Sextus Empiricus and the complete skeptical life

Sextus, a doctor, followed appearances: if the patient seemed better, the medicine worked — no theory needed.

The most detailed surviving account of ancient skepticism comes from Sextus Empiricus (c. 160–210 CE), a doctor and philosopher. He laid out a full system of how to live without belief. For Sextus, the skeptic is first and foremost an investigator — someone who keeps searching for truth. The starting point is noticing contradictions between appearances and thoughts; this disturbance pushes the skeptic to inquire. By applying the modes, they find equal arguments on both sides. Unable to decide, they give up and unexpectedly experience tranquility in matters of belief.
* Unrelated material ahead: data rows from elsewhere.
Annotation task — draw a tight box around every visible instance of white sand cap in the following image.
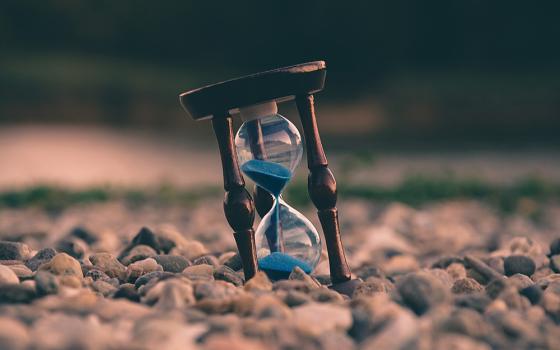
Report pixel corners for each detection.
[239,100,278,121]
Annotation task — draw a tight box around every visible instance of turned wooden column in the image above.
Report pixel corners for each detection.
[296,94,351,284]
[212,112,257,280]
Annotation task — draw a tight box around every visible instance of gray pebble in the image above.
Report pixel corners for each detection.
[0,284,37,304]
[451,277,484,294]
[35,271,59,296]
[214,265,243,287]
[154,255,191,273]
[0,241,31,261]
[25,248,56,271]
[397,272,449,315]
[504,255,536,276]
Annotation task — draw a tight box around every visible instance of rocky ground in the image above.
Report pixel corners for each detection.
[0,199,560,350]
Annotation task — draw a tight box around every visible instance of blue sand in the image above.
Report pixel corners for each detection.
[259,252,313,280]
[241,159,292,252]
[241,159,292,197]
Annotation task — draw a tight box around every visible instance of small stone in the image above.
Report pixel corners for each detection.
[519,285,543,305]
[91,280,117,297]
[451,277,484,294]
[134,271,175,289]
[154,255,191,273]
[193,255,220,268]
[214,265,243,287]
[0,316,30,350]
[25,248,56,271]
[10,264,33,280]
[309,287,344,303]
[432,255,465,269]
[550,254,560,273]
[69,226,98,244]
[125,258,163,283]
[288,266,321,289]
[118,227,161,261]
[39,253,83,280]
[253,294,292,320]
[381,255,420,276]
[446,263,467,281]
[485,278,508,299]
[550,238,560,256]
[284,290,312,307]
[224,253,243,271]
[146,278,196,311]
[113,283,140,303]
[0,284,37,304]
[0,265,19,284]
[397,272,449,315]
[35,271,59,296]
[504,255,536,276]
[243,271,272,292]
[120,244,158,266]
[507,273,534,290]
[89,253,127,280]
[352,277,395,298]
[182,264,214,281]
[292,303,352,336]
[455,294,492,313]
[56,236,88,259]
[0,241,31,261]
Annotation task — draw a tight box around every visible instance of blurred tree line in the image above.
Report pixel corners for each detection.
[0,0,560,144]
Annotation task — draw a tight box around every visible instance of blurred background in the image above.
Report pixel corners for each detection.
[0,0,560,189]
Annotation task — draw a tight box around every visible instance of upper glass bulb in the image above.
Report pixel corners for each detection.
[235,103,303,173]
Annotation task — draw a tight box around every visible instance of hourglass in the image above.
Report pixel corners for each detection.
[180,61,359,294]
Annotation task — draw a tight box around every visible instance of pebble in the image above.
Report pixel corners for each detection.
[214,265,243,287]
[120,244,158,266]
[68,226,98,245]
[397,272,449,315]
[504,255,536,276]
[288,266,321,289]
[35,271,59,296]
[0,241,31,261]
[243,271,272,292]
[0,284,37,304]
[352,277,395,298]
[193,255,220,268]
[519,285,543,305]
[25,248,56,271]
[56,236,88,259]
[9,264,33,281]
[89,253,127,280]
[113,280,140,303]
[219,252,243,271]
[446,263,467,281]
[550,254,560,273]
[0,265,19,284]
[124,258,163,283]
[550,238,560,256]
[292,303,352,336]
[153,255,191,273]
[118,227,161,261]
[451,277,484,294]
[134,271,175,289]
[39,253,83,280]
[0,316,31,350]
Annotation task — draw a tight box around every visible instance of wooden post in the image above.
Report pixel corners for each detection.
[212,111,257,281]
[296,94,351,284]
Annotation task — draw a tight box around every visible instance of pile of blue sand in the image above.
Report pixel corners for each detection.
[259,252,313,281]
[241,159,292,197]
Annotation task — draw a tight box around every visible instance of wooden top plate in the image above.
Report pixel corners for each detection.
[179,61,327,120]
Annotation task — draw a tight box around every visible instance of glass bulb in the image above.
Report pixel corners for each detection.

How does the skeptic act? Sextus says they follow appearances as a practical criterion. Nature supplies them with senses and thought; thirst drives them to drink; customs and laws guide them through social life; and skills learned from others let them do things like medicine or music. They assent only when forced — like when thirst moves them to reach for water. This forced assent is not a belief about what water is; it’s just the automatic response of a living being. In other cases, they give a weaker, non-doxastic assent, which Sextus carefully distinguishes from the full assent that forms beliefs.
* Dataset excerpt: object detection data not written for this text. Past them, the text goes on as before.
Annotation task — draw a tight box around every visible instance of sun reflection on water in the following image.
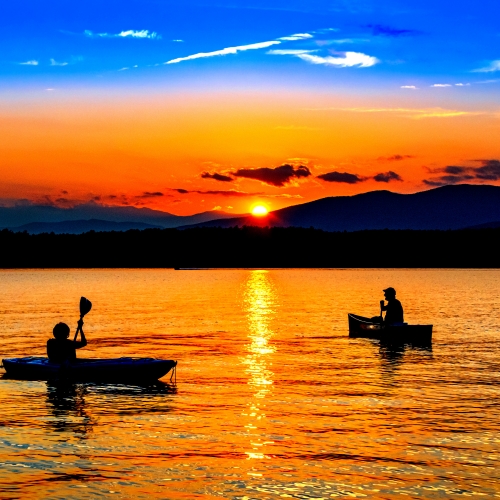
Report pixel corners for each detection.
[243,271,278,459]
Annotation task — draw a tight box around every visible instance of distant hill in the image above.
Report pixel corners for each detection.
[181,184,500,231]
[466,221,500,229]
[10,219,160,234]
[0,203,246,231]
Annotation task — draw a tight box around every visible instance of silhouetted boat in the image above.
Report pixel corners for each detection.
[3,357,177,382]
[347,314,432,344]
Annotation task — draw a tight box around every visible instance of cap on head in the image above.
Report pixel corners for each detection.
[52,323,69,339]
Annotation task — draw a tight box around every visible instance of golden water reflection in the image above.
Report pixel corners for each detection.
[243,271,278,459]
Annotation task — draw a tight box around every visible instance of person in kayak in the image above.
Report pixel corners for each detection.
[47,319,87,363]
[380,287,404,325]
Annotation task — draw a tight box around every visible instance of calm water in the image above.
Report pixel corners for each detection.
[0,270,500,499]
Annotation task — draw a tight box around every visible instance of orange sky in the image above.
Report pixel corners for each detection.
[0,91,500,215]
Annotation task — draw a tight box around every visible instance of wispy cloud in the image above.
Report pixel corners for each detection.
[377,155,415,161]
[172,189,264,197]
[316,38,370,46]
[84,30,161,40]
[367,24,419,37]
[423,160,500,186]
[164,40,281,64]
[297,52,380,68]
[266,49,317,56]
[278,33,314,42]
[308,108,485,119]
[473,59,500,73]
[50,59,69,66]
[318,171,367,184]
[201,172,234,182]
[373,170,403,183]
[232,164,311,187]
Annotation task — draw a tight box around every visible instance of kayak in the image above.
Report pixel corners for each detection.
[347,314,432,344]
[3,356,177,382]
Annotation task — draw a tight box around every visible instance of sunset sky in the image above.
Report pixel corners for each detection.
[0,0,500,215]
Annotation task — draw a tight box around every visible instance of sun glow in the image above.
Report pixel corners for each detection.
[252,205,268,217]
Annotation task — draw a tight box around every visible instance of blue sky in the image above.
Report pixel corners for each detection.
[0,0,500,95]
[0,0,500,214]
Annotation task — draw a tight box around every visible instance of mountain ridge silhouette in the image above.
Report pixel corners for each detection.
[179,184,500,231]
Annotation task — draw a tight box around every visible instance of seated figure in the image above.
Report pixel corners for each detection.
[47,319,87,363]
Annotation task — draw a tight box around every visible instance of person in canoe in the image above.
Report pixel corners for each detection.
[380,287,404,325]
[47,318,87,363]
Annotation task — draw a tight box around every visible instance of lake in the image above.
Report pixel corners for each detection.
[0,269,500,500]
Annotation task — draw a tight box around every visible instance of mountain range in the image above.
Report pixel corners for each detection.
[0,184,500,234]
[0,203,242,233]
[182,184,500,231]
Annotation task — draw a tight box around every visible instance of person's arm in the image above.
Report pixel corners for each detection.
[73,319,87,349]
[47,339,54,359]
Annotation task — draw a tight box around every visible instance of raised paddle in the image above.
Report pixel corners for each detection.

Sextus also describes how skeptics speak. They never assert that something is true. Instead, they report their own feelings, saying “honey appears sweet to me now” or “it seems that the tower is round.” These reports are like an avowal of a private mental state, not a claim about reality. The skeptical formulas — “no more this than that,” “I determine nothing,” “maybe” — all express a state of mind without dogmatism. Even the statement “everything is inapprehensible” turns back on itself and cancels out, like a purgative drug that eliminates itself along with the illness.

Critics, both ancient and modern, have argued that the skeptics’ life is self-refuting. If you say “nothing is true,” isn’t that a truth claim? If you live without belief, how can you even understand language or think? Sextus replies by pointing to the way children acquire concepts before they can assent. The ability to think conceptually grows in us naturally, without any act of belief. So the skeptic can think, reason, and argue dialectically — using the dogmatists’ own premises against them — without ever endorsing a claim as true.
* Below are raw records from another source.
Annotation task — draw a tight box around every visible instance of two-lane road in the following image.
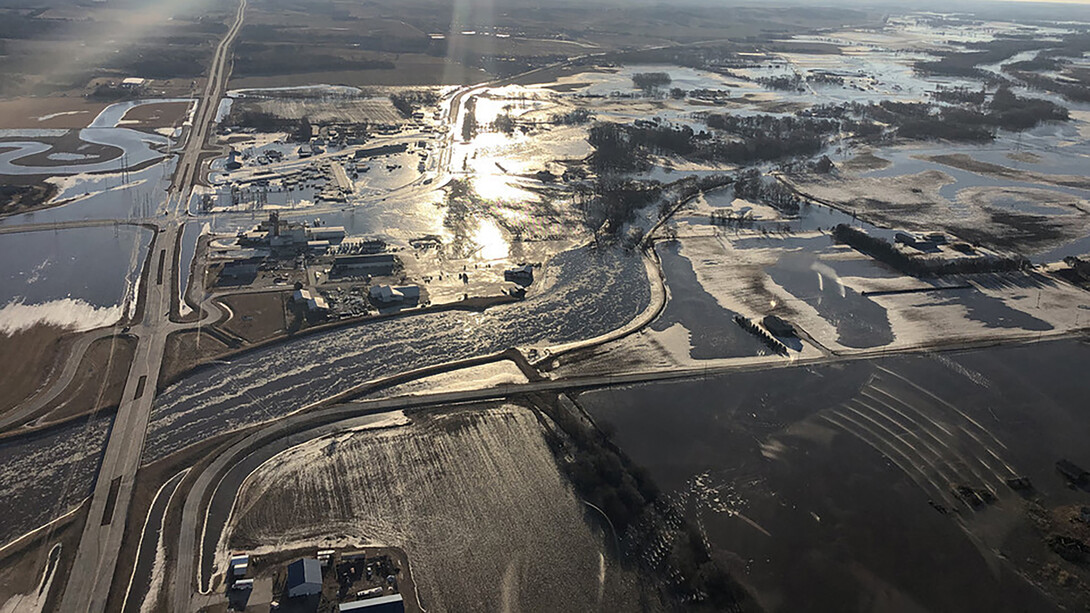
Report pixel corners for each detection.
[59,0,246,613]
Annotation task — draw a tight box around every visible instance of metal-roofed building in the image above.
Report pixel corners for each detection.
[337,593,405,613]
[284,557,322,598]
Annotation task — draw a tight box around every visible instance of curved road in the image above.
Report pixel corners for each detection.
[59,0,246,613]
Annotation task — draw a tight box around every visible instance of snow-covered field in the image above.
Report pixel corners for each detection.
[228,405,646,612]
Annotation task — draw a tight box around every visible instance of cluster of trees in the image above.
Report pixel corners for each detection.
[548,109,594,125]
[1002,72,1090,103]
[807,72,844,85]
[116,45,208,79]
[756,74,804,92]
[833,224,1030,277]
[84,83,142,103]
[632,72,670,94]
[699,115,841,164]
[735,315,787,356]
[735,168,801,215]
[232,43,396,76]
[230,109,311,143]
[576,175,663,237]
[390,89,439,117]
[931,87,988,107]
[489,112,517,135]
[586,122,646,172]
[462,97,476,141]
[800,85,1068,142]
[985,86,1069,130]
[588,115,841,172]
[549,392,748,611]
Why it still matters: the unexamined life

You might never try to live without a single belief. But ancient skepticism still asks a sharp question: why do you believe what you believe? Even today, we encounter fierce disagreements — about politics, science, even what’s “true” on social media. The ancient skeptics remind us that often, both sides can produce seemingly good arguments, and no neutral judge exists. They suggest that maybe the calmest, wisest stance is to keep investigating without ever fully settling on a final answer.

That doesn’t mean you should walk into walls or ignore a drowning friend. It means you might recognize that your deepest convictions rest on appearances — on how things seem to you, given your culture, your senses, your limited perspective. Ancient skepticism is a call to stay curious, to question easily accepted assumptions, and to trade the anxiety of being certain for the quiet of an open mind. As Socrates (who inspired the skeptics) said, the examined life is worth living. What would it be like to examine your own beliefs, not to destroy them, but to see them more clearly?

Think about it

  1. If you saw exactly the same evidence that two conflicting opinions are equally true, would you be able to “suspend judgment” forever, or would you eventually pick a side anyway?
  2. Could a scientist (or an ordinary person) work without ever believing their theories are really true, just following what the data seem to show?
  3. Imagine a friend who never commits to any belief, not even that the sun will rise tomorrow. Would that friend be peaceful or paralyzed? Could you be friends with them?